Lo volvimos a ver en lo del apagón del pasado lunes: Los medios de comunicación ‘tradicionales’ antepusieron la anecdotilla, las historias de ‘personas humanas’ y la exaltación de las cañitas en las terracitas a la explicación de las posibles causas y el desarrollo de los hechos. Quienes, incomunicados, buscaban con angustia información sobre sus familiares (ancianos, enfermos, niños pequeños) o eran incapaces de regresar a casa (muchos tuvieron que caminar durante horas y largos kilómetros), contemplaron la repetición de escenas de botellones improvisados y bailes en las plazas. Falta por confirmar si, como apuntan algunas fuentes, hubo también víctimas mortales fruto de la falta generalizada de electricidad.
Resulta difícil esquivar las interpretaciones políticas de un problema de tercermundización cuyo origen está, básicamente, en la incompetencia y negligencia de los políticos, pero centrémonos en los habitantes mundanos de la ‘polis’. En los momentos siguientes al mayor apagón de la historia de España abundaron las interpretaciones idílicas de lo sucedido. Sin posibilidad de usar el teléfono móvil debido a la falta de cobertura ni tampoco cualquier otro electrodoméstico -argumentaba alguna peña-, no hubo más remedio que coger un libro o una guitarra, o hablar con el de al lado para pasar el rato. Todo esto lo compartía la misma peña terminalmente ‘online’, que no suelta el móvil en todo el santo día. Y lo hacía en posts escritos desde el citado aparato electrónico, acompañados de vídeos de ‘exaltación de la alegría’ grabados con idéntico adminículo y subidos finalmente a las redes sociales.
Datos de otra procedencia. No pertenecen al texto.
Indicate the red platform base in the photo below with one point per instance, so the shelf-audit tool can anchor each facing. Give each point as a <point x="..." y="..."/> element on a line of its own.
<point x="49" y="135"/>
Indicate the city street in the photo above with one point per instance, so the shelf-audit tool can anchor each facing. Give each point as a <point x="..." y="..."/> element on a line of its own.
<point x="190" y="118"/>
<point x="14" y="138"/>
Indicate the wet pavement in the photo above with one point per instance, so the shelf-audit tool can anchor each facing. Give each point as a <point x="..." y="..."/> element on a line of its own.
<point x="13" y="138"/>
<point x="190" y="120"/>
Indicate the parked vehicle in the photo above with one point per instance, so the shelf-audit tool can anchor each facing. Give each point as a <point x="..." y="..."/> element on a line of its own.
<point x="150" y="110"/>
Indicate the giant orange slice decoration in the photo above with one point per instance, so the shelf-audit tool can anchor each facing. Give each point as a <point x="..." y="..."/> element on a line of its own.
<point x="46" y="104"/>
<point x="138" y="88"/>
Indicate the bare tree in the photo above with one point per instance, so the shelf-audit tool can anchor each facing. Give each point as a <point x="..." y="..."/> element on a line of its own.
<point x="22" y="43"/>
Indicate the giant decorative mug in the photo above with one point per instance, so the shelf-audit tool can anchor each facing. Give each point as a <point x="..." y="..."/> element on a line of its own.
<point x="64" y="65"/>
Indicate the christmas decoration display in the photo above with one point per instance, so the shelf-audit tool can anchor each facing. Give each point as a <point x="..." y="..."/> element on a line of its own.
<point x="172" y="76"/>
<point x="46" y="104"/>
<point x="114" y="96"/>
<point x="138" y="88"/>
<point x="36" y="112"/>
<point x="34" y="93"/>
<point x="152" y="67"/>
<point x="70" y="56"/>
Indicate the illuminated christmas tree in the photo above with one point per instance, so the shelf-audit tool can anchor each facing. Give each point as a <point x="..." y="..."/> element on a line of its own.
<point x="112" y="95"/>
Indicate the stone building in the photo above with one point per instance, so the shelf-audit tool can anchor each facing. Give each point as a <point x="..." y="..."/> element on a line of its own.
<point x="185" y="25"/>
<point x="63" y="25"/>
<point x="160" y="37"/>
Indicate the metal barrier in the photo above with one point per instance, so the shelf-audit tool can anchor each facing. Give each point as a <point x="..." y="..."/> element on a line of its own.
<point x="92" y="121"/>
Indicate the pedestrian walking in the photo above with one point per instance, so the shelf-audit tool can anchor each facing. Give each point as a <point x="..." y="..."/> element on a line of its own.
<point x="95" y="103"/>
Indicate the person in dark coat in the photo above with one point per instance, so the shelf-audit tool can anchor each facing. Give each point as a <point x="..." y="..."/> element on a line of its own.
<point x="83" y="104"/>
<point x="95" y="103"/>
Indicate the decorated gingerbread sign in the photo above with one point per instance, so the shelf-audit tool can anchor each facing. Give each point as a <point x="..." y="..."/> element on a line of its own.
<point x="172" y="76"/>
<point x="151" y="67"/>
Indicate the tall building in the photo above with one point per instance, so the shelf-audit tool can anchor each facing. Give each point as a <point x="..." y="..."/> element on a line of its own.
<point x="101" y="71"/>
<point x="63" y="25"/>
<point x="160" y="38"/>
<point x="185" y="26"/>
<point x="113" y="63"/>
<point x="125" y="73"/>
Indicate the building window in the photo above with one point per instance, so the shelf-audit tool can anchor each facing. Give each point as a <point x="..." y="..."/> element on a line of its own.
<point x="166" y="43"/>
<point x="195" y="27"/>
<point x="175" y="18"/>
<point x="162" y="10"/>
Lo volvimos a ver, arrancaba el texto, porque durante la pandemia ya sucedió algo muy similar. La irresponsabilidad e incapacidad de mirar más allá de sus narices por parte de quienes defendían que la muerte y el aislamiento de millones de seres humanos les había venido muy bien para parar y desconectar. Los aplausos en los balcones, los bailes, toda esa pornografía social abyecta del “y a pesar de todo, la vida sigue” sólo es una manifestación del egoísmo salvaje que impera en las llamadas sociedades ‘desarrolladas’.
Me recuerda también a esos millonetis que recorren el mundo con una mochila ligera, sacándose fotos con niños negros y compartiendo con el resto de la humanidad reflexiones de todo a un euro: “Son felices con poco”. Ya, campeón, no como tú, que papá te lleva pagando la vuelta al mundo desde hace dos años.
Tampoco como esos que brindaron felices y muertos de risa a mayor gloria de la interrupción del suministro de amperios.